According to the bank, “The project incorporates innovative, high-performance technologies to use dramatically less energy, consume less potable water and provide a healthy and productive indoor environment that prioritizes natural light and fresh air.”
Douglas Durst, of the site-developing Durst Organization, put it in stronger terms. “We look forwar to creating not just a spectacular visual experience, but also the most environmentally responsible building possible."
Imagine that! A billion dollars of cutting-edge environmental responsibility. I can suggest, however, a project that uses even less energy, water and air: a vacant lot. New York would make out better, the air will be that much cleaner and the country will benefit from one Bank of America project fewer. Bank of America shows us how green technology, in and of itself, is no answer to environmental woes.
What’s wrong with advancing tall building technology?
What's wrong is to what use the technology is put. And what it costs. And who profits. In this case, it couldn’t be more wrong.
For one thing, there’s the matter of the financing.
Bank of America is the third largest bank in the world, with assets of $1.4 trillion, and annual profits of $21.3 billion. You would think that adding one more office tower to the 20 they have already would be within their budget. But no, they had to squeeze most of the money out of the city and state.
The New York City Industrial Development Agency approved $38.5 million in tax benefits and $3.5 million in energy givebacks. But that was just tip money compared to the $650 million in tax-exempt, low-interest, risk-free Liberty Bonds. These were created by the feds in 2002 to help businesses in New York City—primarily Lower Manhattan—recover from the 9/11 attacks. Admittedly, B of A did lose three employees in the catastrophe, but $650 million seems like a lot to help them over their grief. Moreover, B of A intends to rent out the top half of the building, which will probably cover their Liberty Bond payments, so it sounds like a very convenient deal for the bank.In return for financing a mortgage lender’s building, the city expects something in return. What they get is 3000 new jobs…over the next 25 years. Even if the bank added the 3000 jobs immediately and kept them going for 25 years, the city’s take in income taxes would amount to something like $100 million. Add sales tax, deduct services and it doesn’t seem much like an equitable deal.
Then, there’s the matter of the jobs themselves. Bank of America is one of the country’s top consumer lending organizations, having recently absorbed FleetBoston Financial and credit card giant MBNA (for $35 billion). In fact, B of A gets slightly over half its revenue from credit cards. As Bruce Hammonds, president of Bank of America Card Services, said immodestly:
In the retail world, Bank of America serves more than 52 million consumer relationships— nearly half of all U.S. households. We operate more than 5,700 local banking centers and 17,000 ATMs, in 30 states and the District of Columbia…We are the second largest payment processing provider for small businesses. And, as you may know, we are one of the largest credit card companies in the United States.
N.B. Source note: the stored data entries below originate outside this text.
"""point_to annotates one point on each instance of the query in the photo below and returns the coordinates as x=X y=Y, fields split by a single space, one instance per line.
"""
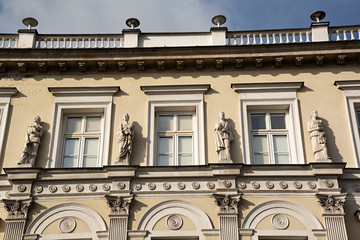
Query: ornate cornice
x=333 y=204
x=17 y=208
x=227 y=203
x=119 y=205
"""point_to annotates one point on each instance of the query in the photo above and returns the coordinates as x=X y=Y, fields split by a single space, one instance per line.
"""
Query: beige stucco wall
x=318 y=93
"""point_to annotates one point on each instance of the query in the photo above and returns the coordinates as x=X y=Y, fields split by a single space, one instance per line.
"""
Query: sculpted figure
x=32 y=143
x=318 y=138
x=223 y=137
x=126 y=133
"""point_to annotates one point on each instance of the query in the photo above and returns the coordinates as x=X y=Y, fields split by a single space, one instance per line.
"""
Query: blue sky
x=108 y=16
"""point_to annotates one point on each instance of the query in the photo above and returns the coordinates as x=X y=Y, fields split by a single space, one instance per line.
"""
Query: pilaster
x=228 y=213
x=16 y=219
x=119 y=216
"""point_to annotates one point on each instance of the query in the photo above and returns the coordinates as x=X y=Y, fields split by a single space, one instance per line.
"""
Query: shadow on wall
x=333 y=150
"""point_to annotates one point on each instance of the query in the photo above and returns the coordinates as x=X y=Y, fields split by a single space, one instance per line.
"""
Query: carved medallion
x=174 y=222
x=283 y=185
x=196 y=185
x=52 y=188
x=255 y=185
x=166 y=186
x=227 y=183
x=93 y=187
x=298 y=185
x=280 y=221
x=106 y=187
x=312 y=185
x=181 y=185
x=242 y=185
x=67 y=225
x=210 y=185
x=269 y=185
x=152 y=186
x=121 y=185
x=21 y=188
x=79 y=188
x=66 y=188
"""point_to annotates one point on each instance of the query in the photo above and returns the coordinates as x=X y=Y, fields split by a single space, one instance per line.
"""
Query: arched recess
x=92 y=218
x=312 y=224
x=198 y=217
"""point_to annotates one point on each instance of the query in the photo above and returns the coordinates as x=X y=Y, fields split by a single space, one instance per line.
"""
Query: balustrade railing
x=344 y=33
x=269 y=36
x=80 y=41
x=8 y=40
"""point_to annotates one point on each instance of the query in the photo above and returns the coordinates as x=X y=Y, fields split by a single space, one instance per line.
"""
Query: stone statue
x=126 y=133
x=223 y=137
x=32 y=143
x=318 y=138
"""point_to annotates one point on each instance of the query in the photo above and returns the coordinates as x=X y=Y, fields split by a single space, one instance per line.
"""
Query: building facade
x=216 y=135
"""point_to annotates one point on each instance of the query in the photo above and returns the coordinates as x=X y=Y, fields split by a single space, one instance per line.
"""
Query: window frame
x=175 y=134
x=269 y=132
x=80 y=100
x=351 y=89
x=177 y=98
x=272 y=96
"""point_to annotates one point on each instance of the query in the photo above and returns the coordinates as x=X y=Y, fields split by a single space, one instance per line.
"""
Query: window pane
x=185 y=144
x=260 y=144
x=280 y=143
x=165 y=160
x=71 y=147
x=93 y=124
x=277 y=121
x=282 y=158
x=91 y=146
x=258 y=121
x=90 y=162
x=166 y=123
x=165 y=145
x=70 y=162
x=185 y=122
x=261 y=158
x=73 y=125
x=185 y=159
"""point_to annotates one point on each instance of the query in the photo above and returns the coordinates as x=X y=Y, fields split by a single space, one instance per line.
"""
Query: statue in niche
x=126 y=133
x=32 y=143
x=318 y=138
x=223 y=137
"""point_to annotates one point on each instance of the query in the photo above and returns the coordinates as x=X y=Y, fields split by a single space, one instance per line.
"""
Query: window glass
x=258 y=121
x=166 y=123
x=277 y=121
x=184 y=122
x=73 y=125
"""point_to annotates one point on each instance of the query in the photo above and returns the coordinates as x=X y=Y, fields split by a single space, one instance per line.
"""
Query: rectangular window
x=175 y=139
x=81 y=140
x=270 y=138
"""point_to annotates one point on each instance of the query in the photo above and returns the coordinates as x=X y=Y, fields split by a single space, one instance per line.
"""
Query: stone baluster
x=274 y=38
x=267 y=38
x=16 y=219
x=333 y=213
x=287 y=38
x=254 y=39
x=345 y=37
x=228 y=212
x=119 y=215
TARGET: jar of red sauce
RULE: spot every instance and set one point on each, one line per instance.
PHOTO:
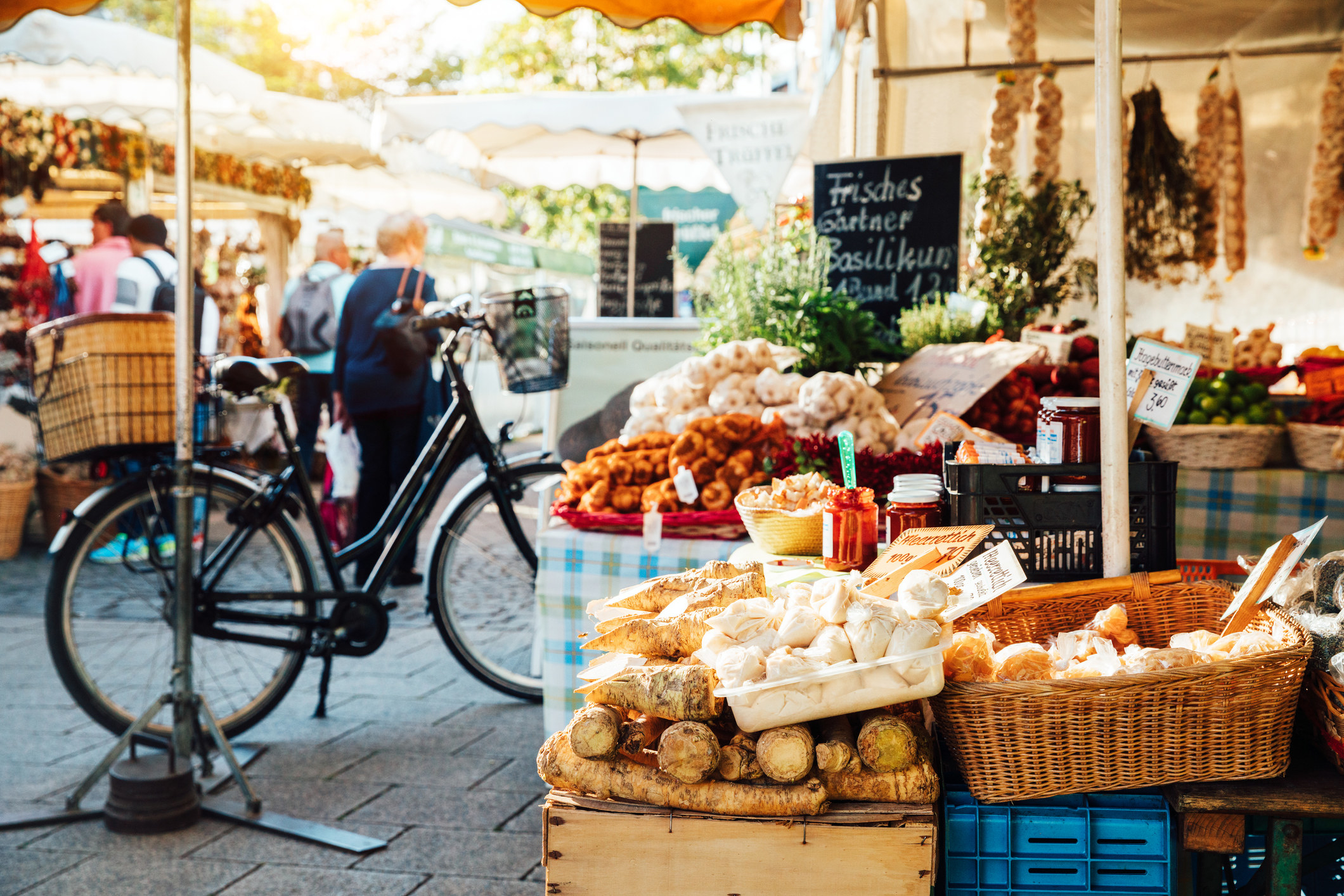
(913, 509)
(848, 528)
(1080, 435)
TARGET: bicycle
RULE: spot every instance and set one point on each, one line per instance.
(259, 611)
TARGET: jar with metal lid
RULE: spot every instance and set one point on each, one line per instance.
(848, 528)
(1080, 435)
(913, 509)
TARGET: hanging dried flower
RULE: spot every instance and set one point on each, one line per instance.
(1160, 210)
(1208, 170)
(1326, 195)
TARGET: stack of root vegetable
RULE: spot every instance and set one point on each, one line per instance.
(654, 731)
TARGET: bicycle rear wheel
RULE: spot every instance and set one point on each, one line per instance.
(483, 587)
(110, 608)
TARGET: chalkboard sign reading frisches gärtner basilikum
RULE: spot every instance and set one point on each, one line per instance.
(894, 227)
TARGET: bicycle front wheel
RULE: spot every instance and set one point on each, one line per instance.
(110, 606)
(483, 586)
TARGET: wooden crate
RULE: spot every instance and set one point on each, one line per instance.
(600, 848)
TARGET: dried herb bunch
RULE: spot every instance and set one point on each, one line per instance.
(1161, 198)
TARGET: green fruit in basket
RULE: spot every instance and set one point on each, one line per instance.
(1255, 393)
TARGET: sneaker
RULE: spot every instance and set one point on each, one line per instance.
(121, 548)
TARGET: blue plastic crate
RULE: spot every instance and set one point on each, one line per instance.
(1115, 843)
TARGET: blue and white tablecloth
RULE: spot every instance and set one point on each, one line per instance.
(1221, 513)
(576, 567)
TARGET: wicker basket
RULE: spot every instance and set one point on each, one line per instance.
(1217, 448)
(1323, 706)
(1214, 722)
(15, 499)
(1315, 446)
(103, 382)
(781, 531)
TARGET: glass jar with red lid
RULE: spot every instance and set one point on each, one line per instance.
(848, 528)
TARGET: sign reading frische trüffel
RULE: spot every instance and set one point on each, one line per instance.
(894, 227)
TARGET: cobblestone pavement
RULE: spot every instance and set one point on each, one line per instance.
(413, 752)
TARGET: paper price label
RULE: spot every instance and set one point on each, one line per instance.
(686, 488)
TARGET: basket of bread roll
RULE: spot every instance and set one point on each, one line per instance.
(624, 478)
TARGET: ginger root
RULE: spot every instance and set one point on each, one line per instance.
(888, 743)
(785, 754)
(680, 693)
(836, 746)
(596, 731)
(688, 752)
(624, 779)
(674, 637)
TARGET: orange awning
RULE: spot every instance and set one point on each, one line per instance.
(14, 10)
(706, 16)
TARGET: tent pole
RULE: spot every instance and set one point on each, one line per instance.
(184, 359)
(635, 226)
(1111, 284)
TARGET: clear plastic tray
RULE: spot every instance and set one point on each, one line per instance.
(841, 688)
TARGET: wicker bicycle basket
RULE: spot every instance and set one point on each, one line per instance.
(1214, 722)
(103, 383)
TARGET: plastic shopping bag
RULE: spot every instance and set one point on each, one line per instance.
(343, 458)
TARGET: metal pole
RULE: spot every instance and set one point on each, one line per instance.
(635, 226)
(1111, 285)
(184, 361)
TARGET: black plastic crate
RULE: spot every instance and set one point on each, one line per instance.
(1057, 535)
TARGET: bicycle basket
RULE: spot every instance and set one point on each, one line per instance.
(530, 330)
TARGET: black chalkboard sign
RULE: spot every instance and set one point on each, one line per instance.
(654, 267)
(894, 227)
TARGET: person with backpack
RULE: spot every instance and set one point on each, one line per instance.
(148, 281)
(307, 330)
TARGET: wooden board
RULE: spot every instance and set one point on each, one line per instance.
(614, 854)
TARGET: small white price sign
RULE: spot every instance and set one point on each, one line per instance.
(1173, 370)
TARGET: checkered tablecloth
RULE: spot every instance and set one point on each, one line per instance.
(576, 567)
(1221, 513)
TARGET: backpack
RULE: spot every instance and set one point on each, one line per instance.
(309, 323)
(165, 297)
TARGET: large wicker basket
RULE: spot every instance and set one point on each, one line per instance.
(1315, 446)
(1214, 722)
(1217, 448)
(780, 531)
(103, 382)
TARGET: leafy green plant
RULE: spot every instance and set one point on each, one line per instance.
(777, 289)
(1024, 265)
(932, 323)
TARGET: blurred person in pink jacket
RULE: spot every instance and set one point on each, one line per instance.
(96, 267)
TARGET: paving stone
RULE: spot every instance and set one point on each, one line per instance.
(93, 837)
(307, 881)
(463, 854)
(445, 886)
(23, 868)
(139, 876)
(443, 739)
(394, 766)
(444, 808)
(252, 845)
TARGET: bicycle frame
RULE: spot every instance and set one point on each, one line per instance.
(457, 437)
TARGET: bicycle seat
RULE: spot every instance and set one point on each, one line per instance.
(243, 375)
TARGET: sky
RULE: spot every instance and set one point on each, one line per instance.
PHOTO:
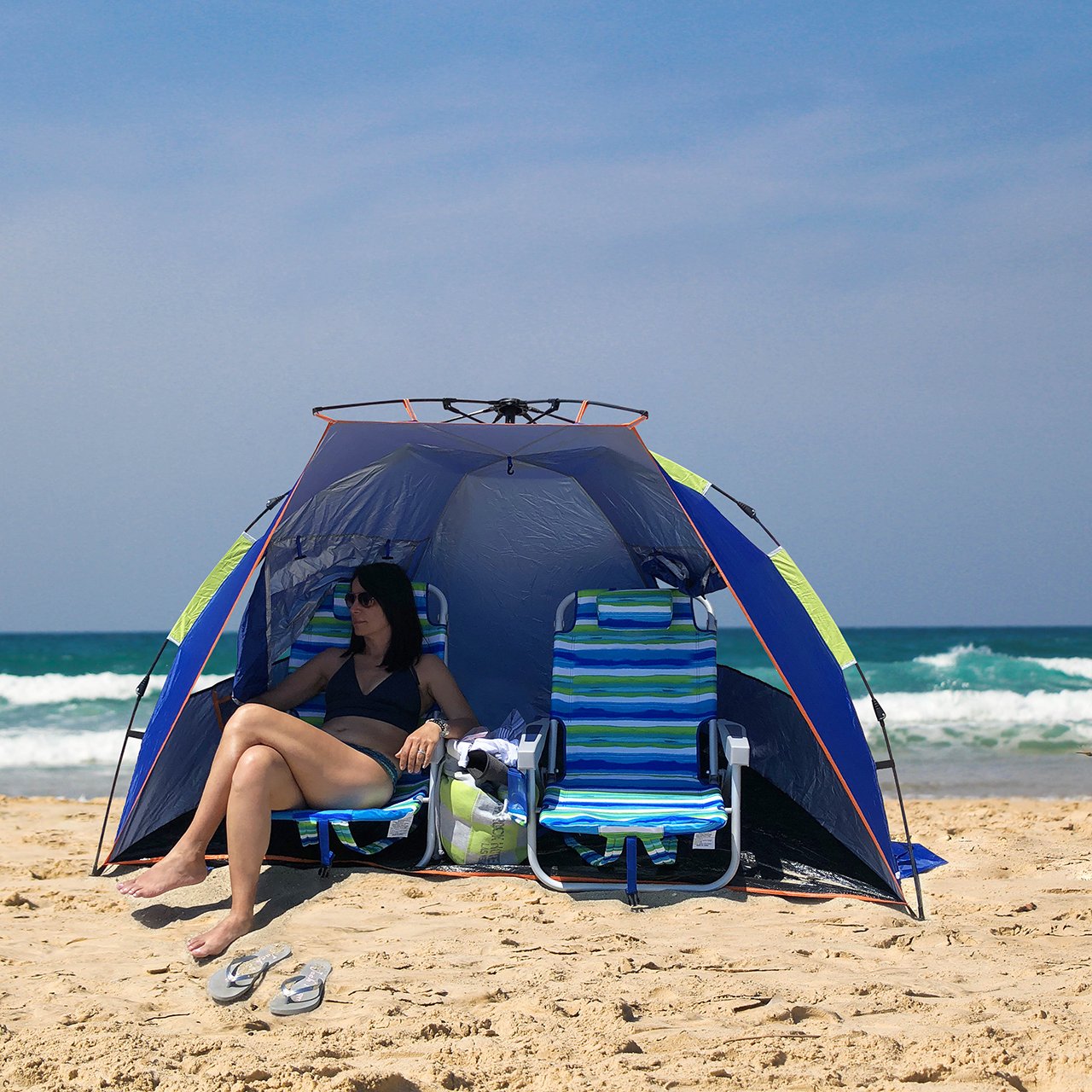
(841, 254)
I say immodestly because Hammond was speaking from the witness chair at the Senate Permanent Subcommittee on Investigations. Senator Carl Levin, D-Mich., asked Hammond and other bankers on March 7 to explain the extortionate rates they increasingly charge cardholders. Observed Levin unkindly, “The credit card industry thrives on the confusion and powerlessness of consumers to both nickel and dime the average card-holder and to commit highway robbery of anyone who slips up even in the slightest.”
The result of these practices is not beneficial. In 2003, the Federal Reserve calculated that Americans owed $2 trillion in consumer debt, or about $18,000 per household. That amount does not include mortgages, which B of A also sells. Since the Fed also discovered that almost half of all U.S. households spend more than they make, it’s unlikely that Bank of America will see a drop in income any time soon.
B of A plans to house its global consumer credit operation in New York, among several other divisions. So, it’s safe to say that a lot of the new jobs the bank is bringing to New York will be engaged in the process of enticing other working Americans into debts they can’t afford and interest rates that rob them of any chance of ever getting out from under the debt. That, in turn, will prompt more people to work more, using more energy and resources.
So, no, I don’t think that the spanking new glass-and-aluminum, climate-sensitive Bank of America Tower is a step in the right direction—even environmentally. In fact, I think a hole in the ground would do more for America than this monstrosity will. It would certainly be more environmentally friendly.